Gabri van Tussenbroek


In the past Belgian (non-metamorphic) marble from the Maas region was widely applied and exported to far across the borders. It concerns black, red and grey variants originating from the Carboniferous and Devonian periods. Its transport was highly dependent on waterways. Consequently, the river Maas played an important part in the export to the north.

The exploitation of black coal limestone, black marble, already took place in the early thirteenth century. In the fourteenth century the material was exported to Paris because of its purity and fine structure. Although local examples go back further in time, the trade and application of red marble did not really start until after 1500, and was especially used in the Southern Netherlands.

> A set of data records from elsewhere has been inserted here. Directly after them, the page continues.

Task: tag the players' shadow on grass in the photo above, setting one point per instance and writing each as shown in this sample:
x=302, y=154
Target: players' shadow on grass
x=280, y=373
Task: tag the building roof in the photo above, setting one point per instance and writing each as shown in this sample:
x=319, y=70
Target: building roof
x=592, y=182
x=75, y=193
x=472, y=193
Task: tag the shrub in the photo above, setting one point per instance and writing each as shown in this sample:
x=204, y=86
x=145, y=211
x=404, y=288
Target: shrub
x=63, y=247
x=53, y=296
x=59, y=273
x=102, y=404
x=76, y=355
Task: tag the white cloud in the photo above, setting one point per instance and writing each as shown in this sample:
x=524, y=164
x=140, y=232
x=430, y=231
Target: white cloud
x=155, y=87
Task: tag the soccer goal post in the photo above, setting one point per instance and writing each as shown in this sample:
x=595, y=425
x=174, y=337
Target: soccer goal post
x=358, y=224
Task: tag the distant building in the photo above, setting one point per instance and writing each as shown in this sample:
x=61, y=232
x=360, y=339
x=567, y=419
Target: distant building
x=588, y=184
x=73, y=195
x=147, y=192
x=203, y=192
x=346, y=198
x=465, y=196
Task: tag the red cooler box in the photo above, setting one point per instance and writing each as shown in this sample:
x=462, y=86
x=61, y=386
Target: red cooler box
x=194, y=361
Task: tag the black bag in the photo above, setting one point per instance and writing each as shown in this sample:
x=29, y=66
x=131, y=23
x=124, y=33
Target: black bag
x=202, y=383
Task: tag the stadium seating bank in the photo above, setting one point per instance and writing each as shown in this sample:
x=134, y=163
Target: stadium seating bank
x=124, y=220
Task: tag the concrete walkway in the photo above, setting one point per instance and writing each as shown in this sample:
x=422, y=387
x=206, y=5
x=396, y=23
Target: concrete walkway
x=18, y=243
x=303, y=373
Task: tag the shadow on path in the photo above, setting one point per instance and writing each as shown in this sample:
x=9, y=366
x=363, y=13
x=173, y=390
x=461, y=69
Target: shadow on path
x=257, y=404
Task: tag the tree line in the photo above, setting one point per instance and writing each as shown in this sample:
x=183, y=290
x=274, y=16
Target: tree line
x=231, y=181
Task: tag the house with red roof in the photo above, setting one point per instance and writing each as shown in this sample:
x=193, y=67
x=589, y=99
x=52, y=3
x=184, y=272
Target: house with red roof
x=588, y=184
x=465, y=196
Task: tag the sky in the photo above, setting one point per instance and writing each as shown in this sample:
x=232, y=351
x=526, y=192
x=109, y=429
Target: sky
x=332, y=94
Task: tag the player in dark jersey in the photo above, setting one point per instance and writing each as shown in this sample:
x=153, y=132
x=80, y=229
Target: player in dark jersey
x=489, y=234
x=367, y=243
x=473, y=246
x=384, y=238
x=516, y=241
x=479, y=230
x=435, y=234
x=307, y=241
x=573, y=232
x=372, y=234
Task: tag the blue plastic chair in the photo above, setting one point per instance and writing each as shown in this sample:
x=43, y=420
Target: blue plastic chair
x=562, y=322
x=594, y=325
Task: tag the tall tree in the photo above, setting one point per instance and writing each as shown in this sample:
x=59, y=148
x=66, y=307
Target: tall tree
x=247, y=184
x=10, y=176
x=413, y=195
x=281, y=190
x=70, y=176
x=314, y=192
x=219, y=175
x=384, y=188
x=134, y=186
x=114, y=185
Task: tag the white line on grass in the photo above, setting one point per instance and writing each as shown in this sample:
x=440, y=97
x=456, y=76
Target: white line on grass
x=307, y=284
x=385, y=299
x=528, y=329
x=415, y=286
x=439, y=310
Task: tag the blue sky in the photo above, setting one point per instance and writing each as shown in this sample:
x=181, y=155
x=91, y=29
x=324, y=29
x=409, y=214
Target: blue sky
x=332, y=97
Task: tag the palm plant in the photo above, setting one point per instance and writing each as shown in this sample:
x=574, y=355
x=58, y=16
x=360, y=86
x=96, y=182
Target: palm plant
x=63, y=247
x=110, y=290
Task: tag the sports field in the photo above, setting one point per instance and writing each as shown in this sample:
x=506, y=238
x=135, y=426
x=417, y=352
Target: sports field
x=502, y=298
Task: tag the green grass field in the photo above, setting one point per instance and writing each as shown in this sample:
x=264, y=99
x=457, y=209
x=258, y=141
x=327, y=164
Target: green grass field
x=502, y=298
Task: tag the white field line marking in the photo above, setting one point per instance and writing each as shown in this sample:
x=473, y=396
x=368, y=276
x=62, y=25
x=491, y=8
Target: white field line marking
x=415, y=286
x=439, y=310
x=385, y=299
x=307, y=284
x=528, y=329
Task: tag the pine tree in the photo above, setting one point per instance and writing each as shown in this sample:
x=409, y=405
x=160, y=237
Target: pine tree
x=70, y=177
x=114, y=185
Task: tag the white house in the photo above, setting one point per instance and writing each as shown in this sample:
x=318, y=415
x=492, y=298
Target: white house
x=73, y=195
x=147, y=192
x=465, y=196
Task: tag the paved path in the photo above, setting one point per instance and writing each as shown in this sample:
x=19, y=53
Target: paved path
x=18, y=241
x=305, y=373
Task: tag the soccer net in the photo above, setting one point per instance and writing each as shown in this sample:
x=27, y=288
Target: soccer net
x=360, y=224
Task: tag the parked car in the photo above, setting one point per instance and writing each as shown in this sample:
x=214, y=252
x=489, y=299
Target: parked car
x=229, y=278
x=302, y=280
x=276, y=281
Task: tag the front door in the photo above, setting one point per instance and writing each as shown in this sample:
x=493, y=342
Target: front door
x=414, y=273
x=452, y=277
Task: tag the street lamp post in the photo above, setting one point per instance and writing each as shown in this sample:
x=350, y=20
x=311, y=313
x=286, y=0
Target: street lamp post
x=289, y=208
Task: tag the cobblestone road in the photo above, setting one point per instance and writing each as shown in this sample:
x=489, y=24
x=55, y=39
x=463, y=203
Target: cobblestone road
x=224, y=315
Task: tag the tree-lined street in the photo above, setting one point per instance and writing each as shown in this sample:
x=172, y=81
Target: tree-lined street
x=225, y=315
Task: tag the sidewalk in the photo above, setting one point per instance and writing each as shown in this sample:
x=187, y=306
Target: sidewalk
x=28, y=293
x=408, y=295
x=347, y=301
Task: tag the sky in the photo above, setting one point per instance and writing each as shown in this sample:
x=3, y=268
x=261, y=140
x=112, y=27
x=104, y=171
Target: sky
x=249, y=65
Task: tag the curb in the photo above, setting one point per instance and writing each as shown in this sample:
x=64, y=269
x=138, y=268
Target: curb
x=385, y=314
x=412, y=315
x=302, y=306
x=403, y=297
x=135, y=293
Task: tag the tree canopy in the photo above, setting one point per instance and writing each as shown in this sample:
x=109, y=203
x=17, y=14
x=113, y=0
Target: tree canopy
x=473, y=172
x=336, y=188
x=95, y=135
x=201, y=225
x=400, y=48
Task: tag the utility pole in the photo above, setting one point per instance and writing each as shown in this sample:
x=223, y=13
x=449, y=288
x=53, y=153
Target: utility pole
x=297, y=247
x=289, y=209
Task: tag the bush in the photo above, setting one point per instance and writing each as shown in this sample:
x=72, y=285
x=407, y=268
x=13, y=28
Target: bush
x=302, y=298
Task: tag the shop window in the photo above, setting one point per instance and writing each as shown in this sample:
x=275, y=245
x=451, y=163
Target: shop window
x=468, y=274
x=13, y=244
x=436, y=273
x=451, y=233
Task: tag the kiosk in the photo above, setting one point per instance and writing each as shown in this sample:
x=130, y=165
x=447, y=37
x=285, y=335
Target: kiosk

Traders such as Nonon, Misson, Van Neurenberg and Cornelis Floris saw to a wider distribution and application of the material. The town hall of Antwerp and various memorial sculptures of the last named artist are examples of this. In spite of the large detour, the material was usually transported by way of Dordrecht. In the Northern Netherlands the application of coloured marble started later than that of black marble, which is notably found in early Renaissance sepulchral monuments.

It was not until the seventeenth century that the types of marble referred to were widely applied, frequently in combination with Carrara marble, which in the north, from the early seventeenth century onwards, started to supersede English alabaster. The expensive material is to be found in an ecclesiastical context as well as in a government, public and court context.

The traders and contractors responsible for its supply formed a close group of stone buyers, who were frequently related. Examples of this are the Van Neurenberg, Van Delft and De Keyser families. The marble traders did not concentrate exclusively on the trade in marble. It is known that the Van Neurenberg family made a lot of supplies of Namur stone and marl, but also of coal and lime.

Their activities were aimed at luxury products, memorial sculptures and other church furniture, as well as wall cladding, quay walls, locks and sluices and pavements. By way of Amsterdam they and other traders supplied considerable consignments of marble for the East-Sea region and Scandinavia.